Some researchers 24 have detected bacteria suggestive, but not diagnostic, of Helicobacter species using different histopathological methods (Warthin-Starry, Haematoxylin-Eosin, and Gram staining). In another study in India 25 , there was no evidence of H. pylori infection of the gallbladder on histopathological examination using H&E, Giemsa, and Warthin-Starry stains. H. pylori DNA was detected in 16 patients (32.6%) and none of the 12 controls by PCR analysis (p-value = 0.025). The presence of H. pylori DNA in bile and/or the gallbladder was associated with a positive urea breath test (p-value < 0.0001). In a study in Karachi, Pakistan 26 , H. pylori DNA was demonstrated in cases of chronic cholecystitis and gallbladder carcinoma associated with cholelithiasis. In another study in India, Mishra et al. 27 found that H. pylori colonized in 45% of cases using Loeffler’s methylene blue and Warthin-Starry stain (presence of H. pylori was confirmed by immunohistochemistry) in areas of gastric metaplasia in the gallbladder, producing histologic changes similar to those seen in gastric mucosa.

CONCLUSION

Intestinal metaplasia was the most common type of metaplastic change in the gallbladder epithelium among chronic cholecystitis cases in this region of the country. PAS and Alcian Blue positivity were significantly higher in cases with metaplasia than in those without metaplasia.

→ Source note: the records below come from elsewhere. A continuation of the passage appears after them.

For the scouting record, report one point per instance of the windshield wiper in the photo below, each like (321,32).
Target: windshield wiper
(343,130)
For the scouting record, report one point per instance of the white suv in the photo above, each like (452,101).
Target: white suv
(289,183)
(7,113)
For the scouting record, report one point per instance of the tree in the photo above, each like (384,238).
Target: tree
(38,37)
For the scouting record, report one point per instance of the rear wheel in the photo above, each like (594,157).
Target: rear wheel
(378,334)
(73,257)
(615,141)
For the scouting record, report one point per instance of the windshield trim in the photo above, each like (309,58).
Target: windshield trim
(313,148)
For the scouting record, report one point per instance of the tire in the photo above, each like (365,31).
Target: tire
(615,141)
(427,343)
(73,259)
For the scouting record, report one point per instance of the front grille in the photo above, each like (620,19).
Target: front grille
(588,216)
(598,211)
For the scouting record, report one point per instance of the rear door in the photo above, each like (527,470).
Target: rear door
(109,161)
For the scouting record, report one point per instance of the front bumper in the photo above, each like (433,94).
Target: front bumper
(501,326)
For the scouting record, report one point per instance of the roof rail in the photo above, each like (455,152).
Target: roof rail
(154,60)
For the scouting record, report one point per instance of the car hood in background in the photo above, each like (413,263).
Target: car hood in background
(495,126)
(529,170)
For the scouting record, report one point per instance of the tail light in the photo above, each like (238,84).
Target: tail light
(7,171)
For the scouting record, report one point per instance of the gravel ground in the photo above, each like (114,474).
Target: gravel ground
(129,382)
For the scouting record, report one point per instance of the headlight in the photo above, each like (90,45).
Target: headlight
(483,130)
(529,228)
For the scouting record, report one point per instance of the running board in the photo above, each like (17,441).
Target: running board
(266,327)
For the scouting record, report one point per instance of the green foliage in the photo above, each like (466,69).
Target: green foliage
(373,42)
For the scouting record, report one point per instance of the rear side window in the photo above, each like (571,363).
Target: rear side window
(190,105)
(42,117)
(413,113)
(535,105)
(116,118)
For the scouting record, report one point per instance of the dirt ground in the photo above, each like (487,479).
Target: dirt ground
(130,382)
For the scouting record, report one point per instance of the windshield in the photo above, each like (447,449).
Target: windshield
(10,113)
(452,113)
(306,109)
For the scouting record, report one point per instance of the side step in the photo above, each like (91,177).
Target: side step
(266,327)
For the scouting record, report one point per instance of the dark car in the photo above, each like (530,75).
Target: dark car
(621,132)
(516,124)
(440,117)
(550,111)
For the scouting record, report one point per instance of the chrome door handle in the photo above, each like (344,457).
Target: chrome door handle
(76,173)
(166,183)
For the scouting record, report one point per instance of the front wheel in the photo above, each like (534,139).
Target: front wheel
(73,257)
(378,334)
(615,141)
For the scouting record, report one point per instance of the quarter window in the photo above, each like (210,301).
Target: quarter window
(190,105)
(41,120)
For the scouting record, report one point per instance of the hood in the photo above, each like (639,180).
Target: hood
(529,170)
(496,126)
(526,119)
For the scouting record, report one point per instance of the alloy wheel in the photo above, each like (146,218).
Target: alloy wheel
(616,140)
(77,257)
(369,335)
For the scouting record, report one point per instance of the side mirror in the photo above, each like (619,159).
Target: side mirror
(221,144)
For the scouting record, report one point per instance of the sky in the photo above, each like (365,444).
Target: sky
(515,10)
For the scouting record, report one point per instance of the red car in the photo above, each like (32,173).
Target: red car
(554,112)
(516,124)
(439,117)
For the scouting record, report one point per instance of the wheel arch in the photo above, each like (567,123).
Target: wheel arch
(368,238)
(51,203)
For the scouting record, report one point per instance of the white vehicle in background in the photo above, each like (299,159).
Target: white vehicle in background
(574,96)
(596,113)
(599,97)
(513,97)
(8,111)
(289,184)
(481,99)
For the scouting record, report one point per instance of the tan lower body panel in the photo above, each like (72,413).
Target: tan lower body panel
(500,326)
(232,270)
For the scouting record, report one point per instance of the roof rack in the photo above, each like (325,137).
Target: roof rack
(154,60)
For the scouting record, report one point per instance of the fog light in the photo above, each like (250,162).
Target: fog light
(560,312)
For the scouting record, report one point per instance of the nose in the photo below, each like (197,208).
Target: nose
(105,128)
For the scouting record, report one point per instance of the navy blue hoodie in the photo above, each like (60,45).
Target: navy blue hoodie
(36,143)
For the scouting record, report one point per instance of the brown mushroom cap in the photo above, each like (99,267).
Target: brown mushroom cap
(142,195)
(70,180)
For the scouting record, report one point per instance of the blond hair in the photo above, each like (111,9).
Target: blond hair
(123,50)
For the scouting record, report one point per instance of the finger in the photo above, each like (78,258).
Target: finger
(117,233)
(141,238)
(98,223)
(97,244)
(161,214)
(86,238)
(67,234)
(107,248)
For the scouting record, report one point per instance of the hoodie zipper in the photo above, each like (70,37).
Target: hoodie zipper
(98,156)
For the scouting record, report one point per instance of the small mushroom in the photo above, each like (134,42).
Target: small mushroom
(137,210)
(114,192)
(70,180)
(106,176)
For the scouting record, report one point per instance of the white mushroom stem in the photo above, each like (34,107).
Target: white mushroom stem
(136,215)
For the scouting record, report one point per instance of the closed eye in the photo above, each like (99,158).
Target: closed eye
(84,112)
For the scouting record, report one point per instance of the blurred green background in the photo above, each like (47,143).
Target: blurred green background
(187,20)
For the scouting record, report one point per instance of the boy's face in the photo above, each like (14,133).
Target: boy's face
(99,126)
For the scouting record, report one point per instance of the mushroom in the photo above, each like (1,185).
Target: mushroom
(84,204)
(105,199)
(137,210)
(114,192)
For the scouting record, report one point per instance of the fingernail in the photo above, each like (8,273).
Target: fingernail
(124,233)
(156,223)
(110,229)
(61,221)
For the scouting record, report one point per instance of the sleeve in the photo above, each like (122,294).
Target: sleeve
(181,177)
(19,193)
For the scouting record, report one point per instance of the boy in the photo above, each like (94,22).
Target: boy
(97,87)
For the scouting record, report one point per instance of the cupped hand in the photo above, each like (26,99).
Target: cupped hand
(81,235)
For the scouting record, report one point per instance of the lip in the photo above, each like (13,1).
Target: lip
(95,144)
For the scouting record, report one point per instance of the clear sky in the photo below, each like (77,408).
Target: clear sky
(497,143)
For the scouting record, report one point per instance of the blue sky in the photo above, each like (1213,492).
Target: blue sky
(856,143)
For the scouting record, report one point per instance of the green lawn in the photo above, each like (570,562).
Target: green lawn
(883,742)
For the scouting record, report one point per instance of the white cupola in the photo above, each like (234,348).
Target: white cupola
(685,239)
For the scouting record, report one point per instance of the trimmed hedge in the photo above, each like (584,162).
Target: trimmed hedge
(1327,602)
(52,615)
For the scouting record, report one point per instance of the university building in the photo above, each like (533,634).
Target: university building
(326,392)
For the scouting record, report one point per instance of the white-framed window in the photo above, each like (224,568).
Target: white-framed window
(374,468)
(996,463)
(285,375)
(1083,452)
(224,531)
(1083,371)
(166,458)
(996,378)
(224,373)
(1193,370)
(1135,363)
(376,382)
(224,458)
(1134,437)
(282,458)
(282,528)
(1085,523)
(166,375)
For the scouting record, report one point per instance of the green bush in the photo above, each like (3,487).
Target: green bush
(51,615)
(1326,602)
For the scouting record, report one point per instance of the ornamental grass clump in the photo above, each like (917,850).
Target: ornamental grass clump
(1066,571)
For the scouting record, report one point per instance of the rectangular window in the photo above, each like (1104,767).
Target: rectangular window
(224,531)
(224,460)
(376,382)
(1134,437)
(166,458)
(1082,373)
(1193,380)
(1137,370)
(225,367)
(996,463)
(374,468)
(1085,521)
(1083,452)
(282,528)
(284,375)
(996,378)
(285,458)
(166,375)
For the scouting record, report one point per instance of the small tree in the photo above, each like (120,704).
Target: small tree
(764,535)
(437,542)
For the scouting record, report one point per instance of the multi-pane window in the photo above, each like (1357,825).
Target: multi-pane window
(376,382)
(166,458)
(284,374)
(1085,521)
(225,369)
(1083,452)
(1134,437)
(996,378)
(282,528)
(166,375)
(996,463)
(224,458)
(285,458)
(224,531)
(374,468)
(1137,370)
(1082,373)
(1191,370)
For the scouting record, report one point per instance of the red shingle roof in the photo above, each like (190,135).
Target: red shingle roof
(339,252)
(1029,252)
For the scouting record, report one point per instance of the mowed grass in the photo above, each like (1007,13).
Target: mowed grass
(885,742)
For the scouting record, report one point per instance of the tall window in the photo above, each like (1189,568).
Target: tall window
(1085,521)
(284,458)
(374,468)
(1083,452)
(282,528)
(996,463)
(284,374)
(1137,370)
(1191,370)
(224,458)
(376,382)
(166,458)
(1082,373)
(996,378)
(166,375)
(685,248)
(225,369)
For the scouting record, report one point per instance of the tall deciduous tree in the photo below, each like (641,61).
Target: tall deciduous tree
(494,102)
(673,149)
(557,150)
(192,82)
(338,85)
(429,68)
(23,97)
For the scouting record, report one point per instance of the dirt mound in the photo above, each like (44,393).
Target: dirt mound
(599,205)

Therefore, mucin histochemistry may help identify early metaplastic changes in the gallbladder epithelium. Further studies are necessary to confirm this. H. pylori was detected in 3 cases (1.55%) of chronic cholecystitis in this study population. The use of a combination of methods for detecting H. pylori in gallbladder tissue may reveal more positive cases. Regional differences may also contribute to this result. Further studies are needed to elucidate the role of H. pylori in chronic cholecystitis.